Шли мы вдвоем с попутчицей, которую я недавно догнал. В вязаном платке с бахромой, в поношенном плюшевом жакете и мужских башмаках, — как обычно одевались горожанки, идя менять тряпье в деревню, — она тоже направлялась в партизанский отряд. Когда-то мы уже встречались с ней, и я, отобрав на правах знакомого ее мешки, взвалил их на своего мышастого коника. Разговор у нас был не о веселом, но я вбирал в себя заливистые трели дроздов и радовался, что они передавали нас как эстафету.
Утром в небольшой деревеньке Ольховка, где воля завоевателей проявлялась по-своему — когда ольховцы, скажем, не выходили работать на шоссе или не сдавали молоко, из ближайшего гарнизона выпускали по деревушке два-три снаряда, — мне довелось беседовать с одним беглецом из Минска.
Его печальная история и сам он поразили меня…
Беглец оказался майором-окруженцем. С запавшей грудью, с коричневыми пятнами на лбу и лысине, он кашлял и, закрывая при этом рот ладонью, озирался вокруг себя. Серое, шероховатое, как самотканое пальто, лицо у майора синело, и весь он сжимался.
Полк его попал в окружение на второй день войны и с боями отходил на восток, пока при переправе через Щару под Слонимом не был разгромлен. Майора в этом бою ранило. Правда, не тяжело.

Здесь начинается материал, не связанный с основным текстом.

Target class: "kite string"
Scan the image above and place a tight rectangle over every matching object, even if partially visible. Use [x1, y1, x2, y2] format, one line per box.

Но в сумятице он угодил под грузовик и только потому, что песок на лесной дороге измесили колеса и гусеницы, остался живым. Поставил его на ноги лесник из недалекой лесной избушки — ухаживал, кормил. А перед весной, переодев в крестьянское, снова отправил в дорогу. Через неделю, идя ночами, днюя на хуторах, в стогах сена, майор после злоключений приволокся в Минск, где жила его сестра. Спрятался сперва на чердаке, а потом в подполье небольшого сестриного домика. Погреб, куда раньше ссыпали картошку, расширили, отгородили уголок, замаскировали, поставили кровать. Майор прожил до новой весны там, потом сестра раздобыла ему документы и вывела сюда, в Ольховку.
Поглядывал он на меня как-то странно — боялся и радовался одновременно. Боялся, что его не поймут, и втайне радовался, что сможет посмеяться над любым. Он не сдался в плен, не имел дела с врагами, потерял здоровье. И это как бы давало ему основание гордиться собой.